The prison is where I want to start. We took a tour of it before entering the Court and heard all about the prison’s history of inhumane treatment of criminals and political prisoners, alike. We heard about its sexual violence, its gang bosses, and its solitary confinement. We heard about its humiliating practices, abuse from its guards, and its illness outbreak due to lack of sanitation. Human rights abuses galore.

But, as our tour guide told us, it was those abuses that made the former prison site the perfect place for the Constitutional Court. South Africa as a whole confronts its past. The country recognizes it, even in its constitutional Preamble, and fights to rectify it. Using the bricks from the prison to build the Court on the former prison site perfectly symbolizes that confrontation with history. South Africa saw its past human rights abuses and responded by drafting the most progressive Constitution in the world and preserving that Constitution within feet of the place that abused those rights the most. Poetic justice at its finest.

You know what country has a heinous past yet has only made broad amendments to its Constitution to somewhat rectify it? Yea, ours. As someone who adores American constitutional law, visiting the South African Constitutional Court angered me a bit. It made me think, why didn’t we recreate our Constitution after slavery ended? Why do we still hold sacred the words of white men who owned people as property and committed genocide to gain land? How can those men’s words govern the way we treat people when they couldn’t even treat nonwhites as humans?

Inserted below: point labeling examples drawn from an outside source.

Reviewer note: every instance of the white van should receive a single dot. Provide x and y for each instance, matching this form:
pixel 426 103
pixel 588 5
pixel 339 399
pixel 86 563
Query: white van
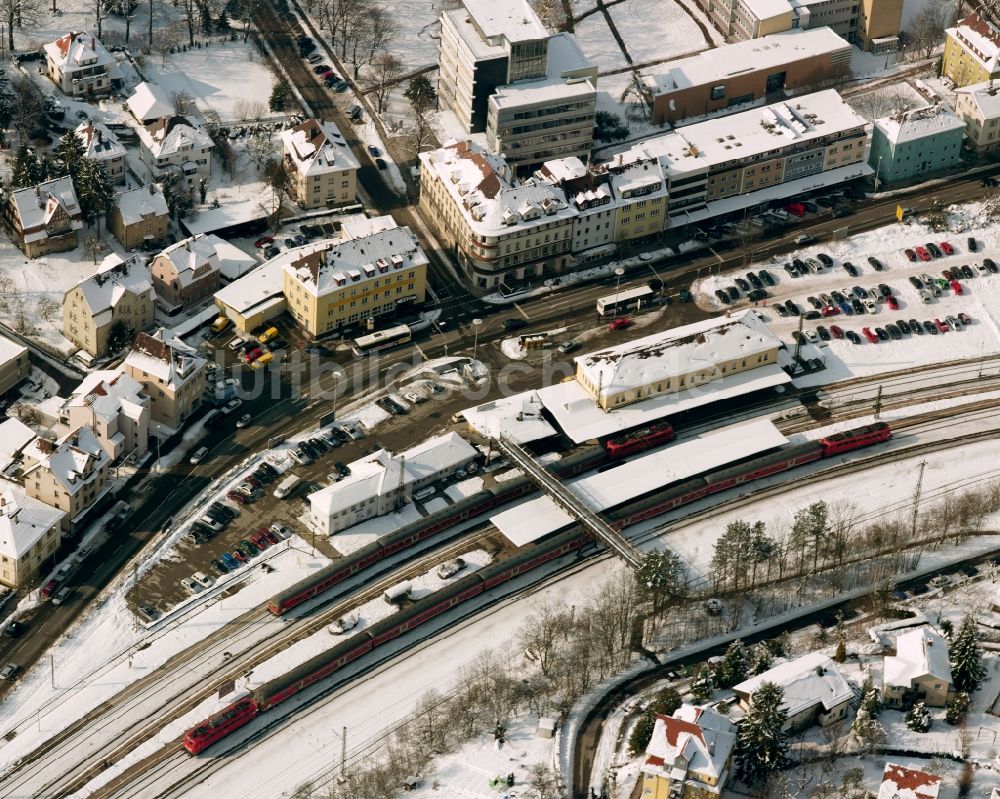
pixel 287 486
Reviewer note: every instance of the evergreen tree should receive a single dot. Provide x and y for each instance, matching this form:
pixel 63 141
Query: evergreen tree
pixel 641 733
pixel 918 719
pixel 967 669
pixel 761 743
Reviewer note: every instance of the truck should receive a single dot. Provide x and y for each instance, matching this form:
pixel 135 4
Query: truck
pixel 287 486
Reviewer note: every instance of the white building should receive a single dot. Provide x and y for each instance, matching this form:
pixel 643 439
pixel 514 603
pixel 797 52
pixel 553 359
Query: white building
pixel 149 103
pixel 101 145
pixel 175 145
pixel 814 691
pixel 79 65
pixel 382 482
pixel 29 535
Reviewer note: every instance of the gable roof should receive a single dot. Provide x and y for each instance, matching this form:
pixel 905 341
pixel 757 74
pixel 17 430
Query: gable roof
pixel 919 653
pixel 806 681
pixel 899 782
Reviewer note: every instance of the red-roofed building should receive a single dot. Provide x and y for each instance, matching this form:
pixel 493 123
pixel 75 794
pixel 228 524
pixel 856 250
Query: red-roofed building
pixel 689 755
pixel 899 782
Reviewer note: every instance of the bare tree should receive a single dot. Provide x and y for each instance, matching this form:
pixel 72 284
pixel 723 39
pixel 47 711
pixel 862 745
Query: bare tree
pixel 20 14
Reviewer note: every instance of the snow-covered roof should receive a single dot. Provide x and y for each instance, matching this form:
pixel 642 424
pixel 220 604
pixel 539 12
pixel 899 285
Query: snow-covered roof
pixel 808 680
pixel 170 135
pixel 23 520
pixel 316 148
pixel 899 782
pixel 738 59
pixel 674 352
pixel 531 520
pixel 741 136
pixel 74 460
pixel 919 123
pixel 483 190
pixel 149 102
pixel 164 360
pixel 352 262
pixel 919 653
pixel 701 737
pixel 378 474
pixel 76 51
pixel 114 279
pixel 99 143
pixel 142 203
pixel 36 206
pixel 514 20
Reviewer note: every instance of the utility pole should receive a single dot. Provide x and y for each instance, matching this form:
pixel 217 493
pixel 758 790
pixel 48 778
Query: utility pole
pixel 916 499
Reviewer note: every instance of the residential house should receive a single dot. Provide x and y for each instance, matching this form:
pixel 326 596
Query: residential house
pixel 321 166
pixel 101 145
pixel 149 102
pixel 30 534
pixel 971 51
pixel 14 364
pixel 815 692
pixel 80 66
pixel 121 290
pixel 689 755
pixel 915 143
pixel 173 145
pixel 187 271
pixel 382 482
pixel 171 374
pixel 920 671
pixel 44 219
pixel 979 107
pixel 140 218
pixel 899 782
pixel 70 474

In Constitutional Law, we talk about modalities of interpreting the US Constitution. One of the most popular, used by Supreme Court Justices today, is Originalism: trying to find the original intent of the framers and adjudicate decisions today as they would have. Imagine trying to do that with the people in power in South Africa just 30 years ago. They would never have wanted anything to do with civil rights, humane prison conditions, or healthcare and abortion access. That is an obvious truth. It is also obvious that current South Africa does want those rights. But if it is so obvious that nations change and peoples progress, then why can’t we recognize that in America? Why can’t we accept that America was different in the 1780s, that those past norms are not and should not be norms now, and change accordingly? South Africans are proud of their Constitution. I want to see a day when I can finally be proud of mine.

Going Forward

The week in Johannesburg was vital. I cannot imagine now going into my work at the District Six Museum this coming week without having that week in Joburg to grapple with South Africa’s rich, complex history. Now it’s time for me to try to do the same for the people of District Six. I wonder if working with this story will make me realize something about America that I can try to work with when I’m back home. I can only hope.